One thing I learned, is that if you take the spraybar out of the water while the filter is running all of the air bubbles escape.


----------



## Andrew-amano-wannabe (Jun 29, 2005)

i hate air traps too! sometimes after a filter clean air will remain for long periods stuck in the filter material especially if you are using a pourous material siporax etc. also bubbles could be back feeding from your co2 reactor if the flow is being overpowered by the bar pressure.


----------



## anonapersona (Mar 11, 2004)

*Oxygen?*

After a water change the bubbles will be gasses coming out of solution from the main water lines.

In the late afternoon and evening the bubbles will be from oxygen produced by the plants.

It may be that your filter is plugged up or loaded up and the pressure drop is too great, causing even more gas to break out of solution.

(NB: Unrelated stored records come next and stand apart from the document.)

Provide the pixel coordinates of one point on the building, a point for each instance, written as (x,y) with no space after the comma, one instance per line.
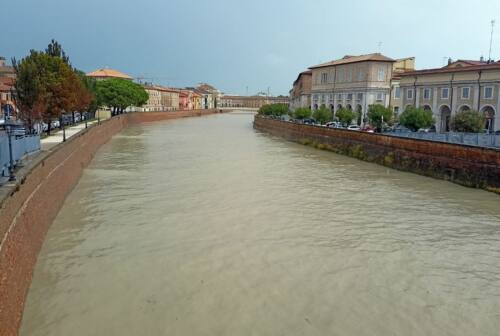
(102,74)
(399,67)
(255,102)
(458,86)
(161,99)
(353,82)
(300,94)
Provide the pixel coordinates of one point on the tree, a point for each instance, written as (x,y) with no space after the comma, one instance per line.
(322,115)
(377,114)
(416,118)
(468,121)
(119,94)
(345,116)
(302,113)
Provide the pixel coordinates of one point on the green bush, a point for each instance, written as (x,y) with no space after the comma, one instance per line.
(322,115)
(274,109)
(345,116)
(378,113)
(415,118)
(302,113)
(468,121)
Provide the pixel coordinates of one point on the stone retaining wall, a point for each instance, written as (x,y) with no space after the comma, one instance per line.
(466,165)
(28,207)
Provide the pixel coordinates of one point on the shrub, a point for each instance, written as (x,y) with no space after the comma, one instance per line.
(378,113)
(468,121)
(322,115)
(345,116)
(415,118)
(302,113)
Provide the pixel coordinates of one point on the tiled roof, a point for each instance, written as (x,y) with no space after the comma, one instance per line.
(355,59)
(491,66)
(108,73)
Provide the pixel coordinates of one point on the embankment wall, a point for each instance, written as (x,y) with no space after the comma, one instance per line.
(466,165)
(28,206)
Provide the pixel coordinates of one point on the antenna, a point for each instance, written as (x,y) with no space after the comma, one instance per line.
(491,39)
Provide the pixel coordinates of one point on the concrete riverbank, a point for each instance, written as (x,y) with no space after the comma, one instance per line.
(29,205)
(466,165)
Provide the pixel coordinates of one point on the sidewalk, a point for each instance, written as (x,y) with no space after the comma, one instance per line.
(57,137)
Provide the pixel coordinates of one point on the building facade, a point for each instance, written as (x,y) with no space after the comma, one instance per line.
(255,102)
(353,82)
(300,94)
(459,86)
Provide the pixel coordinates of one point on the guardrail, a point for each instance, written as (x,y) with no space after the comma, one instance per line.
(471,139)
(21,145)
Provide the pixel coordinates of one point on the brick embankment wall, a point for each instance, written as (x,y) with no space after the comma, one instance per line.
(28,208)
(466,165)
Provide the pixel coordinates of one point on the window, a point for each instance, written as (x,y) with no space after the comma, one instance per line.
(488,92)
(324,78)
(427,94)
(381,74)
(409,94)
(445,93)
(465,93)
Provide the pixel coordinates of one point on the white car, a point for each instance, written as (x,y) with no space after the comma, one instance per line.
(353,128)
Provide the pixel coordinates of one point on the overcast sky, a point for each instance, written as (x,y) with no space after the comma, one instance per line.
(236,44)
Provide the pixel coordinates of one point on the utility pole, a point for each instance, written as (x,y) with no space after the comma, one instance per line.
(491,39)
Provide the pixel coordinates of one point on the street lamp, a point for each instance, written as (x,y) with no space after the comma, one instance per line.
(8,128)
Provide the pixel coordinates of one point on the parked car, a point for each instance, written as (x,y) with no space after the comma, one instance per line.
(353,128)
(368,129)
(431,129)
(309,121)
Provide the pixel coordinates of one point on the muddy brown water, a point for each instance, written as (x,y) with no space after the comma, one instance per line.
(205,226)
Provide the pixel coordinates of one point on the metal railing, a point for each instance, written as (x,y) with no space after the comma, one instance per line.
(471,139)
(21,146)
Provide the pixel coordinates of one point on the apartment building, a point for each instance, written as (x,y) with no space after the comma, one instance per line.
(461,85)
(353,82)
(300,94)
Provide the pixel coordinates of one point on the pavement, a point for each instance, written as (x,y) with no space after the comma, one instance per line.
(57,137)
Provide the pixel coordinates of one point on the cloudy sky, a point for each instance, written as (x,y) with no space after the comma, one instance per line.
(245,45)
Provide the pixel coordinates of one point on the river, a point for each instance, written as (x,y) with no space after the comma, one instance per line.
(204,226)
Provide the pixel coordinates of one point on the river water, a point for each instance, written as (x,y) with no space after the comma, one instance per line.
(204,226)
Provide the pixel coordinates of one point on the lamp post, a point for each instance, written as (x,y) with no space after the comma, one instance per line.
(8,127)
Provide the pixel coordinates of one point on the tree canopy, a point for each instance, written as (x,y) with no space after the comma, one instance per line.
(468,121)
(302,113)
(345,116)
(119,94)
(416,118)
(377,114)
(322,115)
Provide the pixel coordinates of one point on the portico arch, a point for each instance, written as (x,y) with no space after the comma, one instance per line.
(445,117)
(489,116)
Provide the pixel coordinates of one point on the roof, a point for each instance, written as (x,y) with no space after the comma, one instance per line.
(491,66)
(108,73)
(303,73)
(355,59)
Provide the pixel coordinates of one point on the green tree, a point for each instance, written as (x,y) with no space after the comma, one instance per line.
(302,113)
(468,121)
(118,94)
(415,118)
(345,116)
(377,114)
(322,115)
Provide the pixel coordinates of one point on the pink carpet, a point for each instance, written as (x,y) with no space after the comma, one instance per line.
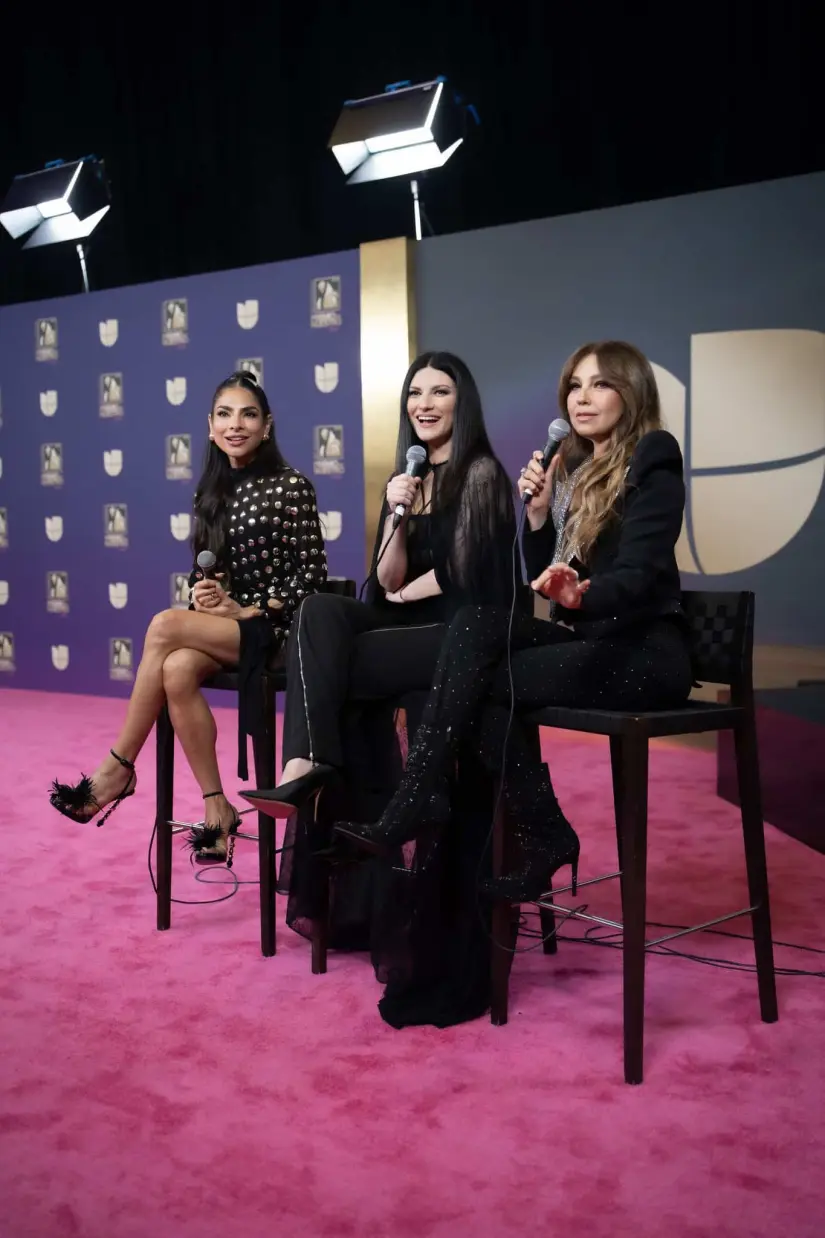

Or, a slight leak as others have mentioned.


----------



## holocron (May 29, 2005)

yeah i really dont get it ... i have been monitoring it for a week or so now and its consistently releasing bubbles at night... never in the morning. I checked for pearling plants near the intake and there aren't any. I don't have a co2 reactor, so thats not the case. It's a real mystery. If there was a leak you think it would leak consistently throughout the day.

i don't know whats going on.


----------



## stcyrwm (Apr 20, 2005)

holocron said:


> yeah i really dont get it ... i have been monitoring it for a week or so now and its consistently releasing bubbles at night... never in the morning. I checked for pearling plants near the intake and there aren't any. I don't have a co2 reactor, so thats not the case. It's a real mystery. If there was a leak you think it would leak consistently throughout the day.
> 
> i don't know whats going on.


My Eheim Ecco does the same thing. I don't have a lot of pearling in that tank right now but I'm assuming the oxygen levels are building up throughout the day and then getting partially trapped in the filter until it starts blowing little bubbles. As the night wears on the oxygen levels drop and the bubbles stop, only to start again the next day. I think it's a good sign of a healthy planted tank.

Bill


----------



## holocron (May 29, 2005)

hehe... well if thats the case I'm not to worried! 

thanks bill


----------